04 November 2006

You know what? You don't have to like it.

Feelings seem to be running high about a full-time nonprofit staff member creating a private email distribution list so that he and others in his position can have frank discussions about vendors, products, and services.

Naturally, some vendors don't like this. They have the right to say so, but it's not up to them to refuse (or grant) nonprofit professionals the right to hold in camera conversations.

My only concern about the new "nptechhelp" group is that the individual wisdom of of full-time nonprofit professionals (when making technical decisions) is not always remarkably good. And what about the collective wisdom of full-time nonprofit professionals? Although it's currently fashionsable to praise "the wisdom of crowds," I'd rather bet on Gustave Le Bon's thesis than James Surowieki's.

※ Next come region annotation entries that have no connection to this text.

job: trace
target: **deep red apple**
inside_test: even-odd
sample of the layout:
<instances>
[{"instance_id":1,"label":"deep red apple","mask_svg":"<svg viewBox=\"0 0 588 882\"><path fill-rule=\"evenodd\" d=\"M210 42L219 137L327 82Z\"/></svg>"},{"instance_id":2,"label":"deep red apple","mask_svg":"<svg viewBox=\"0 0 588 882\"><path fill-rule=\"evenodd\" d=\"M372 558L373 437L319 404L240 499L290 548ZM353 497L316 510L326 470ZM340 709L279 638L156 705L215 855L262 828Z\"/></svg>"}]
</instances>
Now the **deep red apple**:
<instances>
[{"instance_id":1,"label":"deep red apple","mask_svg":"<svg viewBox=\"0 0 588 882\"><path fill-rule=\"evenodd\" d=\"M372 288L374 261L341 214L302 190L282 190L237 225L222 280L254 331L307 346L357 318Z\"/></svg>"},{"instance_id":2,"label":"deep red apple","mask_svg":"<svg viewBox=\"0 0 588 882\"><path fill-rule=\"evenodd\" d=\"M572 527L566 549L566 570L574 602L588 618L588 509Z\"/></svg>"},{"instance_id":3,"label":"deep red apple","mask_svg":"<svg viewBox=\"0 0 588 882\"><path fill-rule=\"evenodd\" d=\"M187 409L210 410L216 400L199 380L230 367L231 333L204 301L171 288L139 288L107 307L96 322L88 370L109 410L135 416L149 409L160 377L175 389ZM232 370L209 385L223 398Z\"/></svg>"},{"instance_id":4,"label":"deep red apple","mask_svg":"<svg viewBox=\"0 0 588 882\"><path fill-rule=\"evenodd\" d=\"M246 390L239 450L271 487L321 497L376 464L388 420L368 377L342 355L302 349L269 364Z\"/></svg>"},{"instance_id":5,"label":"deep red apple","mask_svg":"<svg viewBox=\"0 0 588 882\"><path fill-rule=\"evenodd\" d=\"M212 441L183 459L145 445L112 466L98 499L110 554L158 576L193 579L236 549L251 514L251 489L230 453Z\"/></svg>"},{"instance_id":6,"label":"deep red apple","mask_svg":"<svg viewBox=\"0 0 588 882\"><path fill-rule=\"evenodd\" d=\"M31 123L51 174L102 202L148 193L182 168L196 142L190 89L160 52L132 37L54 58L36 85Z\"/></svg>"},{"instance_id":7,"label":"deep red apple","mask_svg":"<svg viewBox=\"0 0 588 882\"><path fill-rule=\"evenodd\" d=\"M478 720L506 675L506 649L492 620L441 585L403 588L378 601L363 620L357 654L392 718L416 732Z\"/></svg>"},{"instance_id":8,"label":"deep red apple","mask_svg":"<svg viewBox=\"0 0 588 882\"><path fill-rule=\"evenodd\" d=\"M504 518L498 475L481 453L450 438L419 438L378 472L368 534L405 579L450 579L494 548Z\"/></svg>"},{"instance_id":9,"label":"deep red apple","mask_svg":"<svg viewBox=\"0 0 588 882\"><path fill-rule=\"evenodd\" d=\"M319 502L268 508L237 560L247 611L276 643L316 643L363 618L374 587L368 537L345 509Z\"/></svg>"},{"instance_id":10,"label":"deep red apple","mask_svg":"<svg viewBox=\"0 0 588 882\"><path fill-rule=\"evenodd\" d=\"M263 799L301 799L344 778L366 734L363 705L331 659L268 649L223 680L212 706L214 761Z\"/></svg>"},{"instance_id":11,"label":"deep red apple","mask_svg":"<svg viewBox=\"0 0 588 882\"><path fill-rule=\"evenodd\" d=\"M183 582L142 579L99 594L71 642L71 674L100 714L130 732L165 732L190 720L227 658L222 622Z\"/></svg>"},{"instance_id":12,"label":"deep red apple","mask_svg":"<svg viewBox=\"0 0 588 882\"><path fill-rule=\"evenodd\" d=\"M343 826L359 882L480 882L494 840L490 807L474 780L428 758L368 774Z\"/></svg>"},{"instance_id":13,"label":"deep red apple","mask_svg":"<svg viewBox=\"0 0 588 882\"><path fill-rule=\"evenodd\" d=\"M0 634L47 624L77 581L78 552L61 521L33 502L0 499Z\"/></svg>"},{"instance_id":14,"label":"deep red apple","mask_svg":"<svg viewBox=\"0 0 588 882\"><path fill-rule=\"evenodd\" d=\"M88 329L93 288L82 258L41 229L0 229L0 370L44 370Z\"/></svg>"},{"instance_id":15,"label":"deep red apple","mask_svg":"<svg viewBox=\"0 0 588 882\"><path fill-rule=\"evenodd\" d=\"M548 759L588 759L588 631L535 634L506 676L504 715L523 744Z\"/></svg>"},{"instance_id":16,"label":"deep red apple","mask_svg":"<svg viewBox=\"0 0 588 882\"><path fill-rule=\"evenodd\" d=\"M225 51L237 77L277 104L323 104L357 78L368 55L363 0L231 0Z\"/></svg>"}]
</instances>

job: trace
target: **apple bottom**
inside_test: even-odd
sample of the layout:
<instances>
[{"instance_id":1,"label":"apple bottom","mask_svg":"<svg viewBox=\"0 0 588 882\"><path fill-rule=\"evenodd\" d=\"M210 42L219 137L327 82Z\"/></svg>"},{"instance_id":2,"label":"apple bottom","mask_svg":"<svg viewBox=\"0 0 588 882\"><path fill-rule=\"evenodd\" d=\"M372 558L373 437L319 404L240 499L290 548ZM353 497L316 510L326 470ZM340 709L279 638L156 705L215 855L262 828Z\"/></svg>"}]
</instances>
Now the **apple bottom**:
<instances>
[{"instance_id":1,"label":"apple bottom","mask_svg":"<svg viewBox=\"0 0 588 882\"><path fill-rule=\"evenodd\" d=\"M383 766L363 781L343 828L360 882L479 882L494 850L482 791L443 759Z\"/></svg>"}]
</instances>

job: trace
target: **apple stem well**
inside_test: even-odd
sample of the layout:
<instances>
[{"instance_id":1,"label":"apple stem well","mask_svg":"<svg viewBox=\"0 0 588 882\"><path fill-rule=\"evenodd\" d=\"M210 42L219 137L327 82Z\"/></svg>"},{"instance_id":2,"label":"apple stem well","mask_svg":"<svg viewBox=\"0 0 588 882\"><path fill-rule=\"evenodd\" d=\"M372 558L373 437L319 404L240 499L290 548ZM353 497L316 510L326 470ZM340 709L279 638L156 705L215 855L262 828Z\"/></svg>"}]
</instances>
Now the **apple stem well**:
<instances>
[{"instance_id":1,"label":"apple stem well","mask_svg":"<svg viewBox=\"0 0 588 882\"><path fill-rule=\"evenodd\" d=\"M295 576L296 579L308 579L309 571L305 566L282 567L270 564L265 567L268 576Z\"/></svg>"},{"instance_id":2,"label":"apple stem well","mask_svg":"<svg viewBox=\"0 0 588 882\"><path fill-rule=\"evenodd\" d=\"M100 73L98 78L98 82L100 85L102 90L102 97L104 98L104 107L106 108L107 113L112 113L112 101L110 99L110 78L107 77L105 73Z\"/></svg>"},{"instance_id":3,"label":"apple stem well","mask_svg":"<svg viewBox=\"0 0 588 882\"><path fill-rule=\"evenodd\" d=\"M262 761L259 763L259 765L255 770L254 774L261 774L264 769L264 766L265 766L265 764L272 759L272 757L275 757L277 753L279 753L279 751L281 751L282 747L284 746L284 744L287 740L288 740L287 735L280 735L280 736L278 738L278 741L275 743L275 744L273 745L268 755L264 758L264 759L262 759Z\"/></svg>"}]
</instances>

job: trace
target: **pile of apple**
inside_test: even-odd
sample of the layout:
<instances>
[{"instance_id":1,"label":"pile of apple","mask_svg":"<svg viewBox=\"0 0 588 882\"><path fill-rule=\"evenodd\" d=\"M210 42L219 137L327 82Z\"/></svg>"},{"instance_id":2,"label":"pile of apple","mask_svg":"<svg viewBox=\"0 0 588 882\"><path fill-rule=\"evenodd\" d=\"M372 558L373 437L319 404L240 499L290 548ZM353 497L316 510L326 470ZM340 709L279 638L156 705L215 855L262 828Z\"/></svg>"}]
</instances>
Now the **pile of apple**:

Nevertheless, those of us who work in the nonprofit sector sometimes need to blow off steam and tell war stories - at a safe distance from the reprisals of vendors, supervisors, funders, and lawyers. Why else would I be publishing this blog anonymously?

1 comment:

Anonymous said...

You've put your finger on something that I find annoying about a lot of nonprofit advocacy groups. (I realize that that isn't really the topic of your post, but your post is what triggered the insight.) What is it with nonprofit organization who go around arrogating to themselves the right to grant permission or forbid people to make their own choices? Sheesh! These days, every nonprofit group has a "policy" or a "manifesto" about what everybody else ought to do or believe.